I am a Primary Care Physician, mother of three, bread-winner, married to an extremely supportive husband and surrounded by fantastic neighbors and friends who help enormously with my kids (Hillary was right: It takes a village). I arrived home the other day, exhausted and overwhelmed from needy patients, staffing issues, financial woes of trying to keep a struggling Primary Care office in business in this world, and found the Atlantic sitting in my mailbox. It encapsulated exactly what I have been trying to convey to friends and family for years – I cried while reading it. I have attempted to explain this to friends who stay home, friends without children, and my male counterparts for years, but Anne-Marie Slaughter so eloquently summed it up: I’m the Mom.

And that is entirely different than being the Dad – aside from just the biology – that I have the uterus and the breasts, it’s that I don’t want to be away from my children, I don’t want to miss their growing up (any of it), and I feel inordinately more guilty when things with them are going badly. When I made my choice to become a Family Doctor, I was pregnant with my first child (third year of medical school). I knew even then I wanted the shortest residency possible, the least call nights and the most flexible schedule, to be with my unborn child (and the two that came next). I didn’t want to be a surgeon or a cardiologist – this requires much longer training after med school and many more hours in practice.

And it wasn’t because my husband and family couldn’t do a great job. My husband teaches – home at 4! summers and school vacations! – so even childcare wasn’t an issue. It wasn’t because I didn’t want to be a successful specialist, expert in her field, and infinitely better paid. It wasn’t because I didn’t have the skills or the smarts. It was because: I’m the Mom. I want to be there.

I don’t want to generalize, because I think there are some men who have the same compulsion, and I think there are some women who don’t. But by and large, women just have a biologic imprint that absolutely compels them to want to be with their children. As we speak, my son is home barfing with the babysitter. My husband (again: a fantastic father, dedicated, loving, present) isn’t too worried, and will get home when he gets home. I am positively aching; I just want to go home and rub his tummy and take care of him.

The Female Breadwinner

Ann Friedman considers how even financially independent women often sacrifice their own creative potential to support a spouse:

The partner who is more aggressive, assertive, and confident has a natural edge. Often, that partner is male. He’s the one who declares he’s ready to take the leap and try to make his unrealistic creative dreams come true. The woman, who is frequently but not always more self-effacing about her abilities, agrees to play a financially supportive role.

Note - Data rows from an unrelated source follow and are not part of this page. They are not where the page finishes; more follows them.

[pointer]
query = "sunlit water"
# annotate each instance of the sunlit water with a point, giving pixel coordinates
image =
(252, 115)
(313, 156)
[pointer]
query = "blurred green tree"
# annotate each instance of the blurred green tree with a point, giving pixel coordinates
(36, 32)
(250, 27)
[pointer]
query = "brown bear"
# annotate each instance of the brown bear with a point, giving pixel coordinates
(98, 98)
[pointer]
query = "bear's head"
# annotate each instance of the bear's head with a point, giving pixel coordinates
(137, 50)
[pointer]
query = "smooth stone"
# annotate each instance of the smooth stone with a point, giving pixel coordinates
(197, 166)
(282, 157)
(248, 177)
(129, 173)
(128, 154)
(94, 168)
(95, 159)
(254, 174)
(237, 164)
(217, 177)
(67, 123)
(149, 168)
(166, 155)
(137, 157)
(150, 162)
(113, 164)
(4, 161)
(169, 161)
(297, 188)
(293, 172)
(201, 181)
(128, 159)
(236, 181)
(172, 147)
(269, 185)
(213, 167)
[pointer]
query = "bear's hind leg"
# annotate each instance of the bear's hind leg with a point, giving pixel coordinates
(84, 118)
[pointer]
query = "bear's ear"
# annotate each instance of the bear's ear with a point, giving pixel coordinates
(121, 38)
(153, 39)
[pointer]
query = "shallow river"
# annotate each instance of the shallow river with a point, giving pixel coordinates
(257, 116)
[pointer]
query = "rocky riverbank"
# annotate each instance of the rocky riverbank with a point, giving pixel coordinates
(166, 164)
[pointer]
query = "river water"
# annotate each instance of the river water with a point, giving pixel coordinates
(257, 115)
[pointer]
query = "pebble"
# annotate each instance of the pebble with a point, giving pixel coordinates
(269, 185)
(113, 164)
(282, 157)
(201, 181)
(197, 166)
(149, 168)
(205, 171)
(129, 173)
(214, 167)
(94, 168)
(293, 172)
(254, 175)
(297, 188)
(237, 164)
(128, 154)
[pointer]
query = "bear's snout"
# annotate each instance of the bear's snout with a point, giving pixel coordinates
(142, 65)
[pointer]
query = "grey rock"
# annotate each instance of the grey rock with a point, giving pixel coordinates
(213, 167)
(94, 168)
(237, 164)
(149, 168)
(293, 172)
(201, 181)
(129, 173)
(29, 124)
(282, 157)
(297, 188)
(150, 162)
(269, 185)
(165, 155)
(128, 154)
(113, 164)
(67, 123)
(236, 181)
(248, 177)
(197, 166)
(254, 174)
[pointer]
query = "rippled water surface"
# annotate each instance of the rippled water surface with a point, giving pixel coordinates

There are real privileges associated with going first. The creative world fetishizes young entrepreneurs and auteurs. As we age, most of us become more risk-averse. And then there’s the question of children. In almost every field, there’s a significant drop-off in women’s advancement after they have children. Men do not suffer the same fate. A2010 survey of U.K. workers in fields like film, design, and media found that 42 percent of the creative workforce is female, compared with 46 percent of the workforce in the wider economy. Older women were even more underrepresented.

For Friedman, “it seems like there’s no ideal”:

You either place a great deal of trust in your partner in the short-term and rely on his income while you invest in your long-term creative goals. Or you become the breadwinner and put your dreams on hold while you fill the joint bank account. But in either scenario, it’s clear that for creatively ambitious women, independence isn’t all it’s cracked up to be.